Vol. 1 No. 1 (2025)
A Mixed-Methods Analysis of Women's Political Participation in South Sudan, 2021–2026
Abstract
This mixed-methods study investigates the persistent barriers to women’s substantive political participation in South Sudan during the 2021–2026 transitional period. It addresses the critical problem of why, despite constitutional guarantees and a 35% affirmative action quota, women’s meaningful engagement in governance remains severely limited. Employing an explanatory sequential design, the research first quantified participation levels and perceived obstacles via a survey of 350 women across three states (2023). Subsequent in-depth qualitative interviews (2024–2025) with 45 female politicians, activists, and community leaders explored the nuanced lived experiences behind the quantitative data. The analysis reveals a stark disparity between *de jure* inclusion and *de facto* influence. Findings demonstrate that patriarchal norms, economic dependency, gendered security threats, and the co-option of quotas by political patronage systems systematically undermine women’s autonomous political agency. The study contends that these entrenched structural and cultural impediments fundamentally compromise South Sudan’s peacebuilding and state-building prospects.
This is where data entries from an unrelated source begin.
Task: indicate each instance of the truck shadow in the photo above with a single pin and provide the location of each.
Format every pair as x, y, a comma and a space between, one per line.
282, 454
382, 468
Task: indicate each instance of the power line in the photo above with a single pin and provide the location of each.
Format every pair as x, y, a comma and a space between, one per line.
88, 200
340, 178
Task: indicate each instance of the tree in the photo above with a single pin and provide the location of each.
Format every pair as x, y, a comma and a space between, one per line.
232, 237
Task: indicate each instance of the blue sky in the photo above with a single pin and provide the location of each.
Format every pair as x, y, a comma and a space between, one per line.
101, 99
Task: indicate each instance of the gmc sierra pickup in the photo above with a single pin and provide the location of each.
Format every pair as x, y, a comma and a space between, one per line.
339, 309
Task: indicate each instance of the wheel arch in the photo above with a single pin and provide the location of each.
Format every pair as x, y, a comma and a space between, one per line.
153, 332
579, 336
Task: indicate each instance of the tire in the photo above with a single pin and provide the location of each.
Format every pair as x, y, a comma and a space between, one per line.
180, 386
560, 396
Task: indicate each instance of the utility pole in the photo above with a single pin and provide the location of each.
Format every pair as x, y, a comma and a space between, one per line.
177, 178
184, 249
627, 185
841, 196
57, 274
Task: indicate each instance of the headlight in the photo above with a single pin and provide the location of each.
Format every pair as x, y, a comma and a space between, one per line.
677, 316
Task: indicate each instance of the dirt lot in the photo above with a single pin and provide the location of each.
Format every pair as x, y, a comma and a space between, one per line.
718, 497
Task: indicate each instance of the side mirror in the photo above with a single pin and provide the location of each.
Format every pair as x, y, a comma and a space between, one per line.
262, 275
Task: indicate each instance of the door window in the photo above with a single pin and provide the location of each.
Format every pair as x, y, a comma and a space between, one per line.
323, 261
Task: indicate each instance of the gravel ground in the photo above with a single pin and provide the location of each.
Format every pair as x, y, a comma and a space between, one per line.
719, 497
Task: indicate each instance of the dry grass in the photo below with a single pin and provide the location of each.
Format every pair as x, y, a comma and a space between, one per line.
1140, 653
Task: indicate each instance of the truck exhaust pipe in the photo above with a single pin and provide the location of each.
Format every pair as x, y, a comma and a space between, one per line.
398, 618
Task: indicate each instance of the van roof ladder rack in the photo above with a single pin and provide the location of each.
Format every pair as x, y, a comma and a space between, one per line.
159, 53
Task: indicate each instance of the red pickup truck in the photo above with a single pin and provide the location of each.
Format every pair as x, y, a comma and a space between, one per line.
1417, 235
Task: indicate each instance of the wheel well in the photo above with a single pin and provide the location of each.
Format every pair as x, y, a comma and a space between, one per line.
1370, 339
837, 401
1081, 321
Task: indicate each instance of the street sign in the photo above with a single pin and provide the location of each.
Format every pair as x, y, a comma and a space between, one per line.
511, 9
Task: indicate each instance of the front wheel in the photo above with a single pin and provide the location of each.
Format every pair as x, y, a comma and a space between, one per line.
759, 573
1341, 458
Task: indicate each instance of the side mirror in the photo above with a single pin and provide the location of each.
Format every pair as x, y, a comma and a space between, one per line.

Its significance lies in contributing to African feminist political thought by demonstrating the insufficiency of formal mechanisms alone. The research concludes that integrated interventions—targeting grassroots mobilisation, economic empowerment, and the demilitarisation of political space—are imperative for fostering genuine gender-inclusive governance in South Sudan and analogous post-conflict African states.